Top-Level Architecture¶

Figure 1 **Figure 1.** pccx v002 top-level block diagram. Shows the data path between host DDR4 and the device-side L2 cache, the clock domain crossings, and the placement of each heterogeneous compute core.¶

pccx v002 system context — PS, PL NPU, and external DRAM — Figure 2 **Figure 2.** System context. The AXI-Lite command path (`CMD_IN`) carries 64-bit instructions from the host driver into the Control Unit + Dispatcher; the dual-direction AXI-Lite `STAT_OUT` reports async completion. Four 128-bit AXI-HP ports plus one ACP port move the bulk data (weights, activations, KV cache) between external DDR4 and the AXI Interconnect. Inside the PL, the Dispatcher fans μops out over a single trunk to the GEMM, GEMV, SFU, and DMA back-ends, which read and write through the L1 Weight Buffer and the L2 cache.¶

1. Design Principles¶

The top level is organized around four principles.

Clock domain separation — The AXI infrastructure (250 MHz) is decoupled from the core logic (400 MHz) so that AXI protocol timing never constrains the core frequency.
Decoupled dataflow — Instruction decode (front-end) and execution (back-end) are separated by an asynchronous FIFO, eliminating pipeline stalls due to dispatch latency.
Separated weight and activation paths — Weights stream directly from host DDR4 into the weight buffer, while activations flow from the central L2 cache. The two streams never collide on the interconnect.
Centralized L2 cache — GEMM, GEMV, and SFU are placed physically close to L2, eliminating the cost of reshuffling activations between layers.

2. Major Blocks¶

Block	Domain	Role
Host Interface	250 MHz	AXI-Lite (control registers), AXI HP ports (data streaming), AXI ACP (host-cache DMA). Bridged to the 400 MHz domain through a CDC FIFO.
Device Interface	400 MHz	Core-side AXI slave. Bridges onto the Weight Bus and the L2 cache R/W ports.
Decoder / Dispatcher	400 MHz	Decodes 64-bit instructions and emits per-opcode control μops. See Instruction Encoding.
Control Unit	400 MHz	Global scheduler.

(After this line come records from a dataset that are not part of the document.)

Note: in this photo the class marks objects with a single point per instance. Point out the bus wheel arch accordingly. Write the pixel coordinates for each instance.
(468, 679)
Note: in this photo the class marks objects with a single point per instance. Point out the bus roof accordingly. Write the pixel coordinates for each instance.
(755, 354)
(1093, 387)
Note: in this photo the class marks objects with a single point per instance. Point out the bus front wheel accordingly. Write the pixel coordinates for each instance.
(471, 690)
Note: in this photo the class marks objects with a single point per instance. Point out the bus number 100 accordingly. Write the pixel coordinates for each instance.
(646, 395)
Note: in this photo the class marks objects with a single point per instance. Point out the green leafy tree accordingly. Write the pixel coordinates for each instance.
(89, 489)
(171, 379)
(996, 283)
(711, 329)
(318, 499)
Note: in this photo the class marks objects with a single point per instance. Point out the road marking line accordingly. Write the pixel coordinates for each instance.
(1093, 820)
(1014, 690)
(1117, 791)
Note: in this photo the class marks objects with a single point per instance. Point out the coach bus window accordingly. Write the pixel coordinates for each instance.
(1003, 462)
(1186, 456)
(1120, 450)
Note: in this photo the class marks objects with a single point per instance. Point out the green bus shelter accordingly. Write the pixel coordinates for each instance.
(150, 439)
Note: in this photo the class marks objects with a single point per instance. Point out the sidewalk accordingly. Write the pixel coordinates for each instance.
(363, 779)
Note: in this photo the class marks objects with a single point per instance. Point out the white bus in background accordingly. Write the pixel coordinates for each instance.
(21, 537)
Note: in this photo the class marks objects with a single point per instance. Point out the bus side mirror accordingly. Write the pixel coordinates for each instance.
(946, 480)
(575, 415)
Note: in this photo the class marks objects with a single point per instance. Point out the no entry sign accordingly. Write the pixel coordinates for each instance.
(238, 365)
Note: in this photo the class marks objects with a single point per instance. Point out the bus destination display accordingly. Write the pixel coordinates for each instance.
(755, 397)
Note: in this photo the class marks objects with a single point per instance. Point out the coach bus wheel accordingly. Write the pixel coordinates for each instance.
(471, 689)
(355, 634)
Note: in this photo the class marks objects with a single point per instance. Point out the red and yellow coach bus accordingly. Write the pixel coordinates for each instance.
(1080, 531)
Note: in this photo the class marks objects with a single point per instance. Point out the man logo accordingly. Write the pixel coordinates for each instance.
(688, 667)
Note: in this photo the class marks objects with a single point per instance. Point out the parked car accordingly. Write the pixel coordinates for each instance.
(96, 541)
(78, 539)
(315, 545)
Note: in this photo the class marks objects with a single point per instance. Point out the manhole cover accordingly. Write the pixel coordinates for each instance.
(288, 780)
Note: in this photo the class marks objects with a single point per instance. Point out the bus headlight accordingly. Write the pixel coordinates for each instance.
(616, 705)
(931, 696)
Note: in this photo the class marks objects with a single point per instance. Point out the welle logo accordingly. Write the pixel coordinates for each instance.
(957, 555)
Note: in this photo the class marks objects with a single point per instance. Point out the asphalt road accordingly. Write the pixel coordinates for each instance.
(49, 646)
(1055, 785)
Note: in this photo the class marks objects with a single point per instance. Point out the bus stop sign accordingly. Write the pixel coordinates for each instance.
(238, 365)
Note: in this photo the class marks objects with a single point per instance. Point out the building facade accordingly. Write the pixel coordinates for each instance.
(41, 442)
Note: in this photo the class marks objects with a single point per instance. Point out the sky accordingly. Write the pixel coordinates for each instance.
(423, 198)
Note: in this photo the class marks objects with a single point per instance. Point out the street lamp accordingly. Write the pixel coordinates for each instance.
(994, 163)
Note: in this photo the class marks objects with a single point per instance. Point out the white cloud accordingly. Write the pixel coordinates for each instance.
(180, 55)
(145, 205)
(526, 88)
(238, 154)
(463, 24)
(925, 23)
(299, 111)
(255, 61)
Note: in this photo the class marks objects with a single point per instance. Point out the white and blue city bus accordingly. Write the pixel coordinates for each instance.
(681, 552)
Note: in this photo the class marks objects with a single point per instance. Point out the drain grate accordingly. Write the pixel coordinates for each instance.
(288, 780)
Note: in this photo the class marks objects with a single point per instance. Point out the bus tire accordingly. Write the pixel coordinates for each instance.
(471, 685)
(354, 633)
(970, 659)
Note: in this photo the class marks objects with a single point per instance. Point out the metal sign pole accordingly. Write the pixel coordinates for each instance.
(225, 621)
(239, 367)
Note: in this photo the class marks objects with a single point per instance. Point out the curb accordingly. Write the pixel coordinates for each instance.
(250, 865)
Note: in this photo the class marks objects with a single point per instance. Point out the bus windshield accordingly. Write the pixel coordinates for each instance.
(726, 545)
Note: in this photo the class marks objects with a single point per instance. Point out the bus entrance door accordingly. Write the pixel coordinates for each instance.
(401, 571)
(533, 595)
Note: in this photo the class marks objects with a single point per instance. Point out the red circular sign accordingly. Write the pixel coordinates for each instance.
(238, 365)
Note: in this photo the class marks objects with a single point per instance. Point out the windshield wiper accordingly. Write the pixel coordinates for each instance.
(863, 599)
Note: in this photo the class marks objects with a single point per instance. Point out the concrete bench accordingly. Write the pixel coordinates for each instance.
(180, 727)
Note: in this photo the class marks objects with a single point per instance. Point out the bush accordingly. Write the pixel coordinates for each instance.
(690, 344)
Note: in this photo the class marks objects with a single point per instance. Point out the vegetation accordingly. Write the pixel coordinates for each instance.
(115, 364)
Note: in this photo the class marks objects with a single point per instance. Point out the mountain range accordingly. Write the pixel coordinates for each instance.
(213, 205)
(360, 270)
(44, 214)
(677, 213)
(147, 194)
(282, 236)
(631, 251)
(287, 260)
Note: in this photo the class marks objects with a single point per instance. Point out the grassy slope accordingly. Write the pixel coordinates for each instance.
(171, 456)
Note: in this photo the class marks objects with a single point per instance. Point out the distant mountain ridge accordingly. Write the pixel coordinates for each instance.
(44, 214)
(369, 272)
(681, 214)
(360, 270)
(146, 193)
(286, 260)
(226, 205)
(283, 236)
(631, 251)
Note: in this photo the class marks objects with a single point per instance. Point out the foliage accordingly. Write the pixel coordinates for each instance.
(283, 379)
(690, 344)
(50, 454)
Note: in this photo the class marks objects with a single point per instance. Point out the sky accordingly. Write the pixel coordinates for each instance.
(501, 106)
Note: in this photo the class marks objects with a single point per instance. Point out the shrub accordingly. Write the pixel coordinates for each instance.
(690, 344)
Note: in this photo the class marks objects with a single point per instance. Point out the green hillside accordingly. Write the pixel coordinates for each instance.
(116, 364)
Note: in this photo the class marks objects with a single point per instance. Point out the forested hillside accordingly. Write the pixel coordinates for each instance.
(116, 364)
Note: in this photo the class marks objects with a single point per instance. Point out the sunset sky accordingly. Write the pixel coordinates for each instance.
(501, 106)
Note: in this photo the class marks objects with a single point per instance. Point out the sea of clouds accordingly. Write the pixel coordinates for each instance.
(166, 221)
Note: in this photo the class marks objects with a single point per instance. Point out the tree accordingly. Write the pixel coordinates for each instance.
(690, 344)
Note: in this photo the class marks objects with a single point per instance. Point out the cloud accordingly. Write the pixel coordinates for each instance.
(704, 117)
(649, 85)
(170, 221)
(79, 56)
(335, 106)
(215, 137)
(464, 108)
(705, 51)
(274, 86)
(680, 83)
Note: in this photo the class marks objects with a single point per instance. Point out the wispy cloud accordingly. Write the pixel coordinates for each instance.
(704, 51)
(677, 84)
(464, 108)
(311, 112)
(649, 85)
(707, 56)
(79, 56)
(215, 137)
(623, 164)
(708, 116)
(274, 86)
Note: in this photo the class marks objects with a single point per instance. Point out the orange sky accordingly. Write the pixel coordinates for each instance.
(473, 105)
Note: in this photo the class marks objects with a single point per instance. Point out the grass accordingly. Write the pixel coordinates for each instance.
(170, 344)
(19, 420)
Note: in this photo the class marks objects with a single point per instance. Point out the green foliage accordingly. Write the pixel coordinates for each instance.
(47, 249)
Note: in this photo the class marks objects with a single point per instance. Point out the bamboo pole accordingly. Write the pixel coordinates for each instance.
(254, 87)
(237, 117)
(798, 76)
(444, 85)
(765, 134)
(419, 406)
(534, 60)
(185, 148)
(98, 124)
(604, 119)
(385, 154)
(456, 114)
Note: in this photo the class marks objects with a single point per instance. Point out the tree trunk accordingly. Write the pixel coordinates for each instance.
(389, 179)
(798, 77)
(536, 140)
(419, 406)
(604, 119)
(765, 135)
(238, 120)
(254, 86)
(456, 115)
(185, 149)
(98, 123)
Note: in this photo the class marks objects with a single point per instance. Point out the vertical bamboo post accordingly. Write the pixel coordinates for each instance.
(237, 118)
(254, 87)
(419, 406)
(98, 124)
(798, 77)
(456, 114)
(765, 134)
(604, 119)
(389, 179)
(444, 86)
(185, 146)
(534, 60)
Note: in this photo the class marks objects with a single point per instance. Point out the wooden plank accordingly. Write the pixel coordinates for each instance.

Handles dependency resolution, dispatch ordering, and completion notification.
Weight Buffer	400 MHz	Broadcasts INT4 weights streamed in from the HP ports to the GEMM / GEMV cores.
L2 Cache	400 MHz	Central shared cache. Stores activations, intermediate results, and the KV cache.
Constant Cache	400 MHz	Stores small constants — shape / size pointers, scale factors — written by MEMSET.
Systolic Array (32 × 32, cascade break @ row 16)	400 MHz	GEMM-only 2D systolic array. Single instance; two 32 × 16 sub-chains share the grid. See GEMM Core (Systolic Array).
GEMV Core (×4)	400 MHz	Four parallel cores, each a 32-MAC LUT pipeline + 5-stage reduction tree. See GEMV Core.
SFU (×1)	400 MHz	A single scalar BF16 pipeline (1 element / clk) for Softmax, GELU, RMSNorm, RoPE, and friends. See SFU Core (Complex Vector Operations).

3. Clock Domain Strategy¶

3.1 Why Split the Domains¶

The KV260 AXI interconnect closes timing comfortably at 250 MHz, but the core logic — when all DSP48E2 pipeline stages are enabled — can reach 400 MHz. Separating the two lets each subsystem run at its natural rate:

AXI domain (250 MHz): Host, DMA, AXI-Lite control register access.
Core domain (400 MHz): Dispatcher, Control Unit, every compute core, L2 cache.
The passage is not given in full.